Controllers & Actions

Controllers

A controller in Metro is just a POPO (Plain ol’ PHP object). How it connects with the system is that it defines a hook to catch the incoming request. If you don’t define this hook - or the object - nothing bad happens.

class Example_Controller {

    public function mainAction($request, $response) {
    }
}

Now, this class is available at http://localhost/mynewproj/index.php/example/controller. You might wonder why the dictates what URL the controller is available at. But that’s the wrong way to think about it. When you’re designing a solution, you’re going to think about the URL first, then you’ll naturally know where to go to make the controller.

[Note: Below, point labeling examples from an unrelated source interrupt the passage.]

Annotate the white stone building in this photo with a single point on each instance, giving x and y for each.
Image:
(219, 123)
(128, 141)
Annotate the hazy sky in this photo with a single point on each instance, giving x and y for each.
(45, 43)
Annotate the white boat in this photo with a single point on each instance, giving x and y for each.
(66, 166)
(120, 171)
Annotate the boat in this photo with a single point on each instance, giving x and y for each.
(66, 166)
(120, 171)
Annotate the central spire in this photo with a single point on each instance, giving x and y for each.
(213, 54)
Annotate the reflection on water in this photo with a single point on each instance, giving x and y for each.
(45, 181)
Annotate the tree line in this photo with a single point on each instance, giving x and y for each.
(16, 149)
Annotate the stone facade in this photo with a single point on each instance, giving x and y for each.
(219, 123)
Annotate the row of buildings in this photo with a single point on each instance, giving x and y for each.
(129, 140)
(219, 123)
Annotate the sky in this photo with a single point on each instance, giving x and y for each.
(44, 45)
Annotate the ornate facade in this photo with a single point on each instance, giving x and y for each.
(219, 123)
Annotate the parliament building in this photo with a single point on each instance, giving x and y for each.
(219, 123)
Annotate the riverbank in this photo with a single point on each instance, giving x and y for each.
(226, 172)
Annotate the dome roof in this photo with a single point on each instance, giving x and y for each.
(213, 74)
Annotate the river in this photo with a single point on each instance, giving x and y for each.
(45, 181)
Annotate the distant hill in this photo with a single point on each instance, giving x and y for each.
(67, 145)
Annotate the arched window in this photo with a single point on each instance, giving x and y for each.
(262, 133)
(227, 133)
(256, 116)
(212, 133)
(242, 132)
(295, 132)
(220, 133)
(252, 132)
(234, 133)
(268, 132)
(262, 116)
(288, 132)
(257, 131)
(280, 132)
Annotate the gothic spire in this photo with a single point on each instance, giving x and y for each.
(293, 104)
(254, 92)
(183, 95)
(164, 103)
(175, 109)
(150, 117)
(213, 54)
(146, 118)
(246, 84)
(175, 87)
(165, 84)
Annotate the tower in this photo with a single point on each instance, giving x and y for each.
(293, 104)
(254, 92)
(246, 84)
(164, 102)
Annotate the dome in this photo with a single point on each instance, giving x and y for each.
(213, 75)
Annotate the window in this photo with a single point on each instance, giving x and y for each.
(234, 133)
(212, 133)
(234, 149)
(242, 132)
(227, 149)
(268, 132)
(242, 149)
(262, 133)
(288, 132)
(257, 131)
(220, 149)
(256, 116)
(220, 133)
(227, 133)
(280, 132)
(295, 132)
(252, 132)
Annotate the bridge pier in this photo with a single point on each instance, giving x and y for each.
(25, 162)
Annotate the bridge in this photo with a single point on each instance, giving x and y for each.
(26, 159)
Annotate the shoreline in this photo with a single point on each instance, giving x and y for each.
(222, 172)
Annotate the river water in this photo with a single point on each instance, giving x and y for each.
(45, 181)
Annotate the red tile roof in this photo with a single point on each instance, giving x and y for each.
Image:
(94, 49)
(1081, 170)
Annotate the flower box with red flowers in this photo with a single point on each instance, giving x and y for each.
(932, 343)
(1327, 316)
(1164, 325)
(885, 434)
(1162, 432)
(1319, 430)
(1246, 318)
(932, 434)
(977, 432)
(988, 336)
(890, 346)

Keeping the name mapping so stiff allows for small router logic. And if you want performance, you need to optimize things that happen every request, like routers.

That’s it

Seriously. Add some items to the $response with

$response->addTo('main', 'somthing');  //main corresponds to Metrofw_Template::parseSection('main') in the template

But how do I get a DB or User object?

Oh you want your controller to have magic getters? Well, here’s how you can get anything that has been _didef()ed previously.

class Example_Controller {
    public function mainAction($request, $response, $user, $db) {
    }
}

That’s it. Yes, it’s a little bit of magic, but much easier to mock and test than dozens of magic getters.